Gulf energy sources: Heat is on desert states to switch to renewables


Saudi Arabia plans for solar power to deliver a third of its domestic energy needs by 2032, the most ambitious of a series of efforts across hydrocarbon-hungry Gulf states to promote renewable resources.

While questions remain over whether some green initiatives announced in the region are more about public relations than serious intent, a number of projects are seen as credible because they are aimed at meeting rising energy demand.

Growth in the use of renewables rests on the contrast between the region’s huge oil and gas exports and the squeeze being exerted by rapid economic expansion on domestic energy supplies.

“The driver in Saudi Arabia and Dubai is very much economic and energy security,” says Robin Mills, an analyst at Dubai-based Manaar Energy Consulting. “[The efforts] have quite solid foundations – they are certainly not PR affairs.”

The import-dependent Gulf desert states are among the world’s worst greenhouse gas polluters per head of population. Intensive day-to-day energy demand from, for example, air conditioning and water desalination have been buttressed by construction projects fuelled by oil and gas income.

In a striking study based on 2009 data and published by the US government’s Carbon Dioxide Information Analysis Center, Qatar produced the most carbon emissions per person of the 215 countries surveyed, with Kuwait in fourth place and the United Arab Emirates sixth. All six states in the Gulf Co-operation Council – which also comprises Saudi Arabia, Bahrain and Oman – were among the top 15 polluters, four of them ahead of the US.

 

Even more pertinently, Gulf states are finding it increasingly difficult to meet local energy demand, in part due to rapid economic expansion and the arrival of large numbers of expatriates to work on building projects.

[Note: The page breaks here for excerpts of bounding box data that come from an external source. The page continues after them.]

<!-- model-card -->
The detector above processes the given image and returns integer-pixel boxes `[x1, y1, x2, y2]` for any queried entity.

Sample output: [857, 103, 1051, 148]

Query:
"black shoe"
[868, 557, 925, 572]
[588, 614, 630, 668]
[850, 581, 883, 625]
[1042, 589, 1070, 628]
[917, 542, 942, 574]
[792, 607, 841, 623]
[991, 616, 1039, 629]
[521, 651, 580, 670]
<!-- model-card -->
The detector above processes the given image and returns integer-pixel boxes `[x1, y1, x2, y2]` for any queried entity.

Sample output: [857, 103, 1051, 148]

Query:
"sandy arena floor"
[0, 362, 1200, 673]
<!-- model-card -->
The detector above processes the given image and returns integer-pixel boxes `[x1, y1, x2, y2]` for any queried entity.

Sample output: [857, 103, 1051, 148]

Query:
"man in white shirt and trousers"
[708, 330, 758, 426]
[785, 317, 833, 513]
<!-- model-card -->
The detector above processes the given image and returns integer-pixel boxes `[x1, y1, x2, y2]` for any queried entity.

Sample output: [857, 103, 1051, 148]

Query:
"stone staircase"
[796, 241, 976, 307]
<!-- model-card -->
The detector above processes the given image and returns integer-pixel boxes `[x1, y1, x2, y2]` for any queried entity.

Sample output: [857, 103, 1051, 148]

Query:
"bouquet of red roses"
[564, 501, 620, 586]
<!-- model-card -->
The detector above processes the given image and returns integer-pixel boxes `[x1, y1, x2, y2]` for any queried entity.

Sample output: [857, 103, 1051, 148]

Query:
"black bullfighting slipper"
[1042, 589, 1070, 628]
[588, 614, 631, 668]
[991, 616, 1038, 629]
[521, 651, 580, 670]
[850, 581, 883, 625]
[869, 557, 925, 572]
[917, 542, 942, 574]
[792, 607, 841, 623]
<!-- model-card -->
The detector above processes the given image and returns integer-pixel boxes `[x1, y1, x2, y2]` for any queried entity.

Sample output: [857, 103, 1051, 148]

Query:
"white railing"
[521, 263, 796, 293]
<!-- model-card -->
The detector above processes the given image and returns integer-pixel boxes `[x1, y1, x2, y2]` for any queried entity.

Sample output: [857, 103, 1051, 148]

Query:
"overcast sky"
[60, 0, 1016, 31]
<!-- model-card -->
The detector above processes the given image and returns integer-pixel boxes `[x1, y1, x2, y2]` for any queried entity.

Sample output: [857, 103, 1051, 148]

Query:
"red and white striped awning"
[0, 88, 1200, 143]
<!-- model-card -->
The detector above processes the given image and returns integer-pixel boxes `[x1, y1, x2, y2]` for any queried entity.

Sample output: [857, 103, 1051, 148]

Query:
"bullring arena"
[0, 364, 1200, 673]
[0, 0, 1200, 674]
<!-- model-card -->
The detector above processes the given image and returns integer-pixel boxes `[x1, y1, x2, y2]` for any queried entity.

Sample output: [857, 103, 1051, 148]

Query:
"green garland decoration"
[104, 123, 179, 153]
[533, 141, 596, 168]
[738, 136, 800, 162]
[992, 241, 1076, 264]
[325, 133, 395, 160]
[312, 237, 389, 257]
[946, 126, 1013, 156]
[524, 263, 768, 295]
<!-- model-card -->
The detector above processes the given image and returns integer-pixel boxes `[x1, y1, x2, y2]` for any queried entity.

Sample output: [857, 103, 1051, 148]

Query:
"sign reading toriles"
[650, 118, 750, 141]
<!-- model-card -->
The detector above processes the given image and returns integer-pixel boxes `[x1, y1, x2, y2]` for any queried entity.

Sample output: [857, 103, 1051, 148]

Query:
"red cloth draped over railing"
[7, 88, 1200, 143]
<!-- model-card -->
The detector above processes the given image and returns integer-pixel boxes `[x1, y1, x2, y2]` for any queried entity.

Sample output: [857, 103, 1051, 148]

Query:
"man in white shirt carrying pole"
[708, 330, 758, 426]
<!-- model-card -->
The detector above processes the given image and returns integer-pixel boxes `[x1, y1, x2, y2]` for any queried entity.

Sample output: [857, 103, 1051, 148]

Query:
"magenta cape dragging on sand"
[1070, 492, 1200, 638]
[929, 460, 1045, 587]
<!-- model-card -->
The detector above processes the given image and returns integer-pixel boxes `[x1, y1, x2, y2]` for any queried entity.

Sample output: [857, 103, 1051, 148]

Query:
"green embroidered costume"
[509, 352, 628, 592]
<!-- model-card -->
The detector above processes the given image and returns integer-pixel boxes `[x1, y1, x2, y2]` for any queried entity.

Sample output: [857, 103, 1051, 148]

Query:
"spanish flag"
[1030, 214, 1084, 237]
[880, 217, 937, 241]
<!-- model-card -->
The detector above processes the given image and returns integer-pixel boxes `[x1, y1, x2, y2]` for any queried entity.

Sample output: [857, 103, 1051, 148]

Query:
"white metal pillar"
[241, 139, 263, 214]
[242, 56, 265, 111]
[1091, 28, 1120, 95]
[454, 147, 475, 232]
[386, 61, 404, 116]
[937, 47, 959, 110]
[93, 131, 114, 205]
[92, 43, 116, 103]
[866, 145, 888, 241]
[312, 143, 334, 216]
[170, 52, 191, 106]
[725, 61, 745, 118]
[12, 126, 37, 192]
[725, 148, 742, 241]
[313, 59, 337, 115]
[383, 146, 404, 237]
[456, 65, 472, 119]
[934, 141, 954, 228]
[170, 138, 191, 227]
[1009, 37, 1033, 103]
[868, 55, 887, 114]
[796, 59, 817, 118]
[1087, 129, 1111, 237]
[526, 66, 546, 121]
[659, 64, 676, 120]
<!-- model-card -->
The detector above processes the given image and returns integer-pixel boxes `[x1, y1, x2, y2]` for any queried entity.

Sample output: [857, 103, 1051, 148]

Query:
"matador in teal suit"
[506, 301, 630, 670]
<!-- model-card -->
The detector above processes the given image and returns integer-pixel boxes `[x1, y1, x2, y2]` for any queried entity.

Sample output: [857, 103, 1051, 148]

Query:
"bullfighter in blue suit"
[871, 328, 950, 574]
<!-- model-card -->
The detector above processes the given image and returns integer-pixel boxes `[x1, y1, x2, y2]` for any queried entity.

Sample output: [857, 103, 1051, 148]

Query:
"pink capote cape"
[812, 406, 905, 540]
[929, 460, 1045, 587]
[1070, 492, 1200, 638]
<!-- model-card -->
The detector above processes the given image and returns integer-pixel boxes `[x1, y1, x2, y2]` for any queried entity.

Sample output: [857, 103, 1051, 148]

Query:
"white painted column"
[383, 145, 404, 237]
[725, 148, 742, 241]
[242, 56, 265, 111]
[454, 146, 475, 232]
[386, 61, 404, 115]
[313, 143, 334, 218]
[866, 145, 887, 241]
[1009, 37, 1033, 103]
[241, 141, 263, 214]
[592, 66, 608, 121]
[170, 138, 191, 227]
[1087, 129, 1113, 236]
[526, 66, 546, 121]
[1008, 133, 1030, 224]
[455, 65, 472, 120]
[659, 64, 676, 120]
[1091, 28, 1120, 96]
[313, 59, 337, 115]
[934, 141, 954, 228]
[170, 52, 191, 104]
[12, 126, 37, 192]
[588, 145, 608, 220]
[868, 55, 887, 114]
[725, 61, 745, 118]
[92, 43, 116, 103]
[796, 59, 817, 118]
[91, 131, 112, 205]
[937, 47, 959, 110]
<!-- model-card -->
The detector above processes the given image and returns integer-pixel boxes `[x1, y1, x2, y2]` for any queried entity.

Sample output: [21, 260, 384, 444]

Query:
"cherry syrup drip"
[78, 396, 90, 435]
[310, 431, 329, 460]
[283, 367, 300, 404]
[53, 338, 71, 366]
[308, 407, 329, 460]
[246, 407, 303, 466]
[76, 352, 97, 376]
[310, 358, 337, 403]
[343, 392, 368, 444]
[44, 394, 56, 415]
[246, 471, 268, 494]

The UAE – which, like other Gulf states, is heavily gas dependent – has announced plans to install 5.6GW of nuclear power to increase electricity generating capacity from 18GW last year to as much as 40.5.GW by 2030.

In Saudi Arabia, the authorities burn crude oil to meet peak electricity demand in the summer, when air conditioning use is at its highest. Each barrel used for this purpose represents about $100 foregone on the international export market.

Faced with these economic and environmental imperatives, Saudi Arabia and several other GCC countries aim to meet more than 5 per cent of their energy needs from renewables, principally solar.

Qatar plans to install 1.8GW of solar capacity by 2014. Abu Dhabi, the UAE’s political centre, wants 7 per cent of electricity-generating capacity to come from renewables by 2020, while Dubai, the UAE’s commercial centre, aims for solar to account for 5 per cent of electricity-generating capacity by 2030, says Steve Griffiths, an executive director of the Masdar Institute, a UAE-based government-established research body.

“The shift is towards the greatest and most abundant resources, solar and wind,” Dr Griffiths says, pointing to the new UAE’s 100MW Shams 1 solar project, which has been developed by the government in co-operation with France’s Total and Abengoa Solar of Spain.

But Dr Griffiths and others say the uptake of renewables depends on socioeconomic trends: if electricity demand falls or domestic hydrocarbon supplies grow, solar, wind and other green options become less attractive.

One scenario is that the Gulf countries begin to use non-conventional hydrocarbons such as shale oil and gas on a large scale. These are transforming the energy position of the US and, while not yet exploited to any significant degree in the Gulf, some observers expect them to have an effect there one day, too.

But Frank Wouters, deputy director-general of the International Renewable Energy Agency, an inter-governmental body based in Abu Dhabi, says the use of unconventional hydrocarbons in the Gulf is likely to be limited for the time being. There are potential problems in transporting them within the region and a lack of the fresh water that is needed in large volumes to extract them.

Another factor that could undermine renewables in the Gulf is if increases in electricity demand turn out to be lower than projected – because economic growth is slower than expected or energy conservation measures become more effective. Cuts in electricity subsidies – which, in Abu Dhabi, amount to 50 per cent for expatriates and more than 85 per cent for nationals – could also curb energy use.

Vahid Fotuhi, president of the Emirates Solar Industry Association, a not-for-profit grouping of companies, says the task facing promoters of renewables in the region is “daunting”. But, pointing to moves in some countries to have solar systems installed as standard on some new buildings, he insists the obstacles of past energy habits and future uncertainties could be overcome.

“Next year is going to be a breakthrough year,” he says. “It is going to be raining solar projects in Saudi – if things continue as they are.”